The estimates of tax revenue were done in tandem with trend based projections for spending that are largely influenced by health care cost inflation.  Health care costs in the state have been growing at 8-9% which has had the effect of increasing the share of health care costs from 31% to 38% over the four year period ending with FY10 (Exhibit 2). The impact of this increase combined with the reduction in revenue sources described above, is that the Commonwealth will have approximately 25% less in resource available for non-health care spending in FY12 than was available in FY07

Exhibit 2

Tax revenue bar chart spanning 1998 to 2010, covering human services, local aid, health care, and other

The growth rate of health care costs also suggests that there could be a further squeeze on other spending and a risk of increasing structural deficits if health care cost inflation cannot be addressed.  If current trends continue, for example, the growth in total state spending by FY15 would be approximately 6% (driven by an 8-9% spending rate for health care and a 3% rate for most other programs) as compared to an estimated revenue growth rate of 5%.  The 1% differential would result in additional structural deficits of nearly $400 million annually, providing a clear indication that the current levels of health care cost inflation are not sustainable. 
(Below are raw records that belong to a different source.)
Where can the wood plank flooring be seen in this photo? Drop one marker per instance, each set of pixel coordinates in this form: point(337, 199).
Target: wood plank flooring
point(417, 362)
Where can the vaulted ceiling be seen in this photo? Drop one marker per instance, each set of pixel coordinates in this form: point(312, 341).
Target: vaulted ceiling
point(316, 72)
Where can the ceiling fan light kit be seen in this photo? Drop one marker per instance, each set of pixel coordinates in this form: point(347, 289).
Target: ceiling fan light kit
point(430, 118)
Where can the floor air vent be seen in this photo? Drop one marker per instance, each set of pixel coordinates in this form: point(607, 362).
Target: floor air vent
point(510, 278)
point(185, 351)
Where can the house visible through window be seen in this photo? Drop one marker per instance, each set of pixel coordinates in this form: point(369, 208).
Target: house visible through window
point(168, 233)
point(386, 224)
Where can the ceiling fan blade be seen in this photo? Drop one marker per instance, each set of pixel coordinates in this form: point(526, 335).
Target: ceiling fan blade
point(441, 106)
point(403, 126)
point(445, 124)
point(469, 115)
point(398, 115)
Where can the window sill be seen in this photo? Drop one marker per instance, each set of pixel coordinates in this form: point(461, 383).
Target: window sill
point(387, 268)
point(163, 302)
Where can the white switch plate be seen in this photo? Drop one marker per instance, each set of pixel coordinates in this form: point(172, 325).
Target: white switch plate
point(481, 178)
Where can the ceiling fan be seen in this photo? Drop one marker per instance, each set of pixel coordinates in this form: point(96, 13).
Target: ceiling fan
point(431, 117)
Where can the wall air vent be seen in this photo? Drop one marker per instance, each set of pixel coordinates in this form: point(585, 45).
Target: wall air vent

The Application of Long-Term Planning to Inform Near-Term Decisions

The structural balance analysis has informed our understanding of the state’s fiscal imbalances and our recommendations to address these challenges in the FY12 budget.  The revenue forecast and trend-line allows us to employ the $500million cyclical shortfall as a guideline on the maximum use of one time resources that are sustainable over time.  Any spending in excess of this amount would continue to sustain a structural deficit or require budgetary spending that is not sustainable.  The FY12 budget includes use of $385 million in one time resources, well within the sustainable level based on our cyclical shortfall.  This is based in part on the assumption that the state would also restrain spending during a strong economy when tax revenue is above the then current trend-line (see Managing Economic Volatility in the solutions section below). 

A Solution Framework Aligned with Policy Goals

The Governor’s House 1 proposal for fiscal year 2012 addresses the state’s key fiscal challenges through a series of reforms and initiatives that have been informed by our analysis of the state’s long-term fiscal outlook.  They include:

  • Spending reductions and cost-savings to address our structural deficit.
  • Lowering Health Care Cost Inflation
  • Proposed strategies that lower health care cost for fiscal year 2012 while we continue to work on longer-term solutions like payment reform.
  • These strategies have been developed with a commitment to maintain Massachusetts status as the nation’s leader in health coverage, while recognizing that health care cost inflation must be addressed. 
  • Managing Economic Volatility
  • Reduce our use of one-time resource to $385 million, down over $2.7 billion from the amount used in fiscal year 2009 and within the $500 million limit established by our long-term financial analysis.
  • Implementing a new law that limits the use of Capital Gains revenues in the budget, the state’s most volatile revenue source.
  • Requiring all tax and legal settlements over $10 million to be deposited into the Stabilization Fund.